Okay, today I've had it.I am sick of fighting this anxiety.I'm tired of disappointing my kids by being unable to drive them and their friends places.I feel like a complete failure.My IBS hasn't even been that bad lately but I can't get the "what if" fears out of my head.I'm tired of pushing myself to do things I don't want to do and being afraid to do so many things. I am still doing Mike's tapes and only have about 30 days left.I've been on Lexapro for about 4 months...not much help there.And I just started on Buspar about 3 weeks ago.I have about 10 Xanax left(out of an original 15 prescribed to me in March) but really don't want to be living on that for the rest of my life.I feel like I'm out of hope for drugs,CBT, therapy whatever I try.I hate being so negative but today I just feel like I'll never get over this.I'm so tired of trying.Paula


----------



## trbell (Nov 1, 2000)

Your doctor might have the name of another CBT therapist? Sometimes tharapists and patients don't match.Bada


----------



## Guest (Jul 16, 2003)

I agree with Bada.... try again... just because one therapist didn't work doesn't mean that the next one won't.It sounds like maybe another evaluation might be in order. Just don't give up.... you will find something that works for you... often it takes a bit of time & patience to find the right combination of meds, therapists, relaxation therapies and other supportive components in our lives.I do know the feeling of wanting to give up....so I do understand where you are coming from.

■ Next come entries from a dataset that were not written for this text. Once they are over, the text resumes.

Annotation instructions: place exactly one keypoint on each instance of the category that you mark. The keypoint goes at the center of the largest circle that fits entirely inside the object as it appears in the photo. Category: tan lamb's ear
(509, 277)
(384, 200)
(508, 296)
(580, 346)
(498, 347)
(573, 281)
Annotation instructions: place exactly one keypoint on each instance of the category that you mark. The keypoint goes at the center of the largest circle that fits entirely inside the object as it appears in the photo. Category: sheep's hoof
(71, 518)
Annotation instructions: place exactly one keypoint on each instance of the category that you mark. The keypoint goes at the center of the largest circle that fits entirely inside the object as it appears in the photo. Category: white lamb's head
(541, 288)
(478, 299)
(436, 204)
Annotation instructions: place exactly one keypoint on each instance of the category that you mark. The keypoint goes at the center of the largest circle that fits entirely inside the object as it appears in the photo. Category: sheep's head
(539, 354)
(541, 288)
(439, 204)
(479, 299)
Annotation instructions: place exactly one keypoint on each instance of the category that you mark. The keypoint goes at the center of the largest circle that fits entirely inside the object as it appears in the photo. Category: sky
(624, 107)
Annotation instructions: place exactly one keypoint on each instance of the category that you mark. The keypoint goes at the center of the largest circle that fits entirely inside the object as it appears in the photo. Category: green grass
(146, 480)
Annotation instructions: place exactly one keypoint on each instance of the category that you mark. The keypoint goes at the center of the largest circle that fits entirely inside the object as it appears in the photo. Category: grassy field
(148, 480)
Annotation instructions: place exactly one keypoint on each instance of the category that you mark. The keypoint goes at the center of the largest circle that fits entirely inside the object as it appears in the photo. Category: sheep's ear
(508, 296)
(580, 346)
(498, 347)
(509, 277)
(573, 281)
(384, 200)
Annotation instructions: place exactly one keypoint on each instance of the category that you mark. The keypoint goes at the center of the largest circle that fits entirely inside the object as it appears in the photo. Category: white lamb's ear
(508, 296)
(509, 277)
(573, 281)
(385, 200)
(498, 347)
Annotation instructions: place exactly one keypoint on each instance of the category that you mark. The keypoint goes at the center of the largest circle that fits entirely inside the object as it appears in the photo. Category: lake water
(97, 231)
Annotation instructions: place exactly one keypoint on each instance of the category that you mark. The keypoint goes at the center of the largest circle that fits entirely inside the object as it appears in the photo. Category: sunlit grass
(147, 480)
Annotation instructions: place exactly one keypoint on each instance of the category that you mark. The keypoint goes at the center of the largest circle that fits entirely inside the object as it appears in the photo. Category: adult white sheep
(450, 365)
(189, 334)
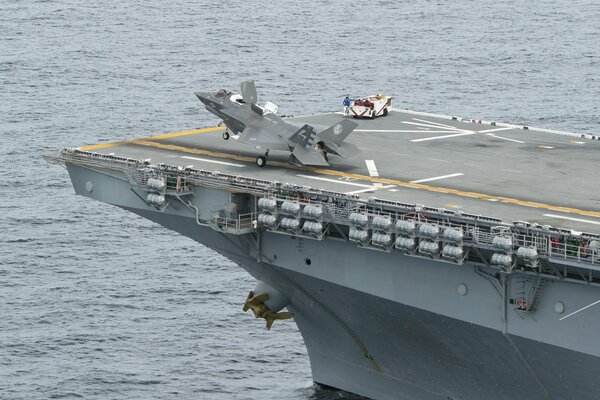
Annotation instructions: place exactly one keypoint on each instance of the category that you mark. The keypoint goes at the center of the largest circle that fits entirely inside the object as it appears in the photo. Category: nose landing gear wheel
(261, 161)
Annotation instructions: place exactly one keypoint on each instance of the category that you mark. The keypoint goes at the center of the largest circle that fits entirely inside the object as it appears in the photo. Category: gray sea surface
(98, 303)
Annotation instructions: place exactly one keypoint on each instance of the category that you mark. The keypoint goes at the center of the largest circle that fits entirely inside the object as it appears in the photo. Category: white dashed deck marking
(340, 181)
(212, 161)
(503, 138)
(371, 189)
(495, 130)
(581, 309)
(464, 133)
(372, 168)
(435, 178)
(587, 221)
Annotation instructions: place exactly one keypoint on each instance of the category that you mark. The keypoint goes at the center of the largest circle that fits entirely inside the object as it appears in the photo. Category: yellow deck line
(419, 186)
(157, 137)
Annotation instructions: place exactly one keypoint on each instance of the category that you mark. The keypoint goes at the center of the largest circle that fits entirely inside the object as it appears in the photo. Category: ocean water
(97, 303)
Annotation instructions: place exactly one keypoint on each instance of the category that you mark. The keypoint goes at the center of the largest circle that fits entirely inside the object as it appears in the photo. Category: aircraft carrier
(451, 259)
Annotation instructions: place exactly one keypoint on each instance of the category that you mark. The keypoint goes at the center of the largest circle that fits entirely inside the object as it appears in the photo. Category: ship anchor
(256, 303)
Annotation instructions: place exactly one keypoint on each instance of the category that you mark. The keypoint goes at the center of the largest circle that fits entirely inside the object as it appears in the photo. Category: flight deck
(496, 170)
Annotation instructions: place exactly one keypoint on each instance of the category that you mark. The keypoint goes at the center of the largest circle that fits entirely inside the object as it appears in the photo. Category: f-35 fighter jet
(259, 127)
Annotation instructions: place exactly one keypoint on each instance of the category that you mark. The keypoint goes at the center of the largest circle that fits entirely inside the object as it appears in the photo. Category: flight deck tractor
(370, 106)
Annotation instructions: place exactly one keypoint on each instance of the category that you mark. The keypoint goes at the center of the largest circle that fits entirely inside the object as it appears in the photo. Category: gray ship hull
(390, 326)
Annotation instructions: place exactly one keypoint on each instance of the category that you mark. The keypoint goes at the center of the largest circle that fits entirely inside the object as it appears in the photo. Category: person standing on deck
(347, 101)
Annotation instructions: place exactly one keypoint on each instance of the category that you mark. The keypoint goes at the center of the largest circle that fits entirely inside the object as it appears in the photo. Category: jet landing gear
(261, 161)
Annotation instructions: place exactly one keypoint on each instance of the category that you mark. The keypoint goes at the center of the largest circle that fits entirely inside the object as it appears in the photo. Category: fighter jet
(259, 127)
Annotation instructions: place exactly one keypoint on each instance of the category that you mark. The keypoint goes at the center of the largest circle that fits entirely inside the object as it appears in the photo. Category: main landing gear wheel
(261, 161)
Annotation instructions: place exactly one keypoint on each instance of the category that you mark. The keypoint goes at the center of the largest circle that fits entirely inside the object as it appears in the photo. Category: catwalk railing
(517, 242)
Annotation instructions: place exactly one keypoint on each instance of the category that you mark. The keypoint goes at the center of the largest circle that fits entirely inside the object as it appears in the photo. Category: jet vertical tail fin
(249, 92)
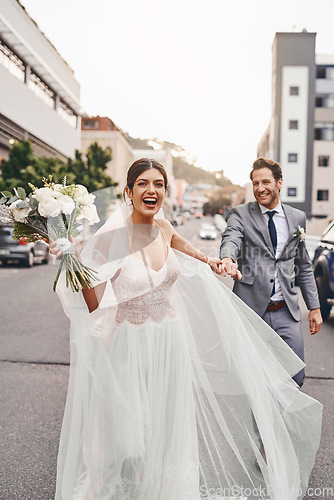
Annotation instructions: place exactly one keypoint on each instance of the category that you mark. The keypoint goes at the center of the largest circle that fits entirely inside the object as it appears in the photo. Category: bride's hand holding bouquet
(53, 213)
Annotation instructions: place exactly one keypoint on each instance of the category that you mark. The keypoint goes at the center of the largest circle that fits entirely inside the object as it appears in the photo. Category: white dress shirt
(282, 230)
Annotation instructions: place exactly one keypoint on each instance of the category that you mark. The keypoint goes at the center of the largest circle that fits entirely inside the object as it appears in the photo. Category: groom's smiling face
(266, 188)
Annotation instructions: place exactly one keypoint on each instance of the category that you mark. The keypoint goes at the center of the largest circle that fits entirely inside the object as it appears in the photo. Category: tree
(23, 167)
(91, 173)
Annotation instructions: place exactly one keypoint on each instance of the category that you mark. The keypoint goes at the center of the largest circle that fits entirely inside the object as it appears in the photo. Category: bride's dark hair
(140, 166)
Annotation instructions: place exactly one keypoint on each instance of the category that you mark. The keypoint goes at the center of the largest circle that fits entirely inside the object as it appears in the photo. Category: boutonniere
(300, 233)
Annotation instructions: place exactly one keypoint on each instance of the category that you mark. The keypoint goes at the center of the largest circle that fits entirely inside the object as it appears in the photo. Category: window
(292, 157)
(323, 161)
(294, 90)
(324, 101)
(90, 124)
(321, 72)
(293, 124)
(41, 89)
(12, 62)
(329, 236)
(324, 131)
(319, 102)
(322, 195)
(67, 113)
(292, 191)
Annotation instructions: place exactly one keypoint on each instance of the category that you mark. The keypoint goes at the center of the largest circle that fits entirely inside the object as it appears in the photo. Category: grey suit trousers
(290, 331)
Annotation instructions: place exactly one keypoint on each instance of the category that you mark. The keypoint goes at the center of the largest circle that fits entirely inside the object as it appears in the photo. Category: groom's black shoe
(263, 453)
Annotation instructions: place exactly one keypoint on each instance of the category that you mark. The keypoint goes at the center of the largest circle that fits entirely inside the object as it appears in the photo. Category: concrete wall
(17, 19)
(23, 107)
(121, 151)
(323, 178)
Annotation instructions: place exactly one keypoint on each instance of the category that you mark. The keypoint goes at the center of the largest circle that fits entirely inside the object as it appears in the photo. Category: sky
(193, 72)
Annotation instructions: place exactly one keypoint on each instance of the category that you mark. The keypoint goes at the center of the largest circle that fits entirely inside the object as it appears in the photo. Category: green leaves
(21, 193)
(8, 194)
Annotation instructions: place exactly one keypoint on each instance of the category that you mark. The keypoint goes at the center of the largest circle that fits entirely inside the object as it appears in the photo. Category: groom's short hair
(266, 163)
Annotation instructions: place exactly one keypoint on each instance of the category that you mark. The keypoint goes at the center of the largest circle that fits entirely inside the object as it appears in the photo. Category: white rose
(80, 193)
(49, 207)
(43, 193)
(89, 212)
(19, 214)
(66, 203)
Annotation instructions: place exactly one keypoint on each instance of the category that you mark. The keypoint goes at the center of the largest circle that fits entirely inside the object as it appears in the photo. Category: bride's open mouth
(150, 202)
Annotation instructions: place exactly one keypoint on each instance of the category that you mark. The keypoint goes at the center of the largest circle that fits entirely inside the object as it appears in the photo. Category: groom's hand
(315, 320)
(229, 267)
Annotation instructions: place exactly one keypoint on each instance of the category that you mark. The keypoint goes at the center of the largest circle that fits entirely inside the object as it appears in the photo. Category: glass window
(330, 73)
(293, 124)
(292, 191)
(41, 89)
(321, 72)
(12, 62)
(90, 124)
(319, 102)
(324, 131)
(294, 90)
(67, 113)
(292, 157)
(329, 235)
(323, 161)
(322, 194)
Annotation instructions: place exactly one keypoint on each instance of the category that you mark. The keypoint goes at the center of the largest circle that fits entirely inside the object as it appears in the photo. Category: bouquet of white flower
(53, 213)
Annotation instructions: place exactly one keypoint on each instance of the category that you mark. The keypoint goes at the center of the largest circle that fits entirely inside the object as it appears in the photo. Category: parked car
(208, 232)
(323, 267)
(21, 250)
(177, 220)
(220, 223)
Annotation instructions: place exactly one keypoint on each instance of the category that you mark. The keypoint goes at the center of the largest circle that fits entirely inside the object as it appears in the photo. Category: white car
(208, 232)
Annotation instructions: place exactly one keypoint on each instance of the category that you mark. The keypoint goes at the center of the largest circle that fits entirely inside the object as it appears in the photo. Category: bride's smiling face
(148, 193)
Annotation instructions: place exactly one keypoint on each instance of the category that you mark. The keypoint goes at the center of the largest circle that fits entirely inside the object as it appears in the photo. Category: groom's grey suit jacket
(247, 241)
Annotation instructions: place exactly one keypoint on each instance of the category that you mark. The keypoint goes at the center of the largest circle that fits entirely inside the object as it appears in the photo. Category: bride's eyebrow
(145, 180)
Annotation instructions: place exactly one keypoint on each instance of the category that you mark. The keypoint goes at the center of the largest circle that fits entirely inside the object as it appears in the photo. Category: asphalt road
(34, 366)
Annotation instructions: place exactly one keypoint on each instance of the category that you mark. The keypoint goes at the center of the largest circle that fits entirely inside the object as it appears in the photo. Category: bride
(168, 371)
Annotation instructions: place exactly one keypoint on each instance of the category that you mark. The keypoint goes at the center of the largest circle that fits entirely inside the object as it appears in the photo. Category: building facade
(102, 130)
(39, 95)
(300, 135)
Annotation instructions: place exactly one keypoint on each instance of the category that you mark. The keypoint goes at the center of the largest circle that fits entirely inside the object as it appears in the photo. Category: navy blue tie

Here's Hug to help you through the storm....{{{{{  }}}}}Evie


----------



## bloomers (Apr 19, 1999)

Oh, Paula. First of all I can totally empathize with you. I have kids who want to be taken places too with their friends. I'm usually (well most of the time) okay with just my kids in the car, but add some friends in the mix and its high anxiety time. Sounds like you are trying all kinds of things so I really don't have advice to offer except to say that you are not alone and keep trying until you find something that works.Buspar can take up to 4-6 weeks to feel the affects so maybe there is still some hope there. Does your doc recommend taking Xanax at the same time? I never asked mine but still had some left from my perscription and would sometimes take a very low does (1/4 the regular dose) just to get through my high anxiety times. (((Hugs to you)))


----------



## Rowe2 (Sep 26, 2002)

Hang in there...be like the little locomotive traveling uphill...I think I can..I think I can... over and over and you will convince yourself you CAN!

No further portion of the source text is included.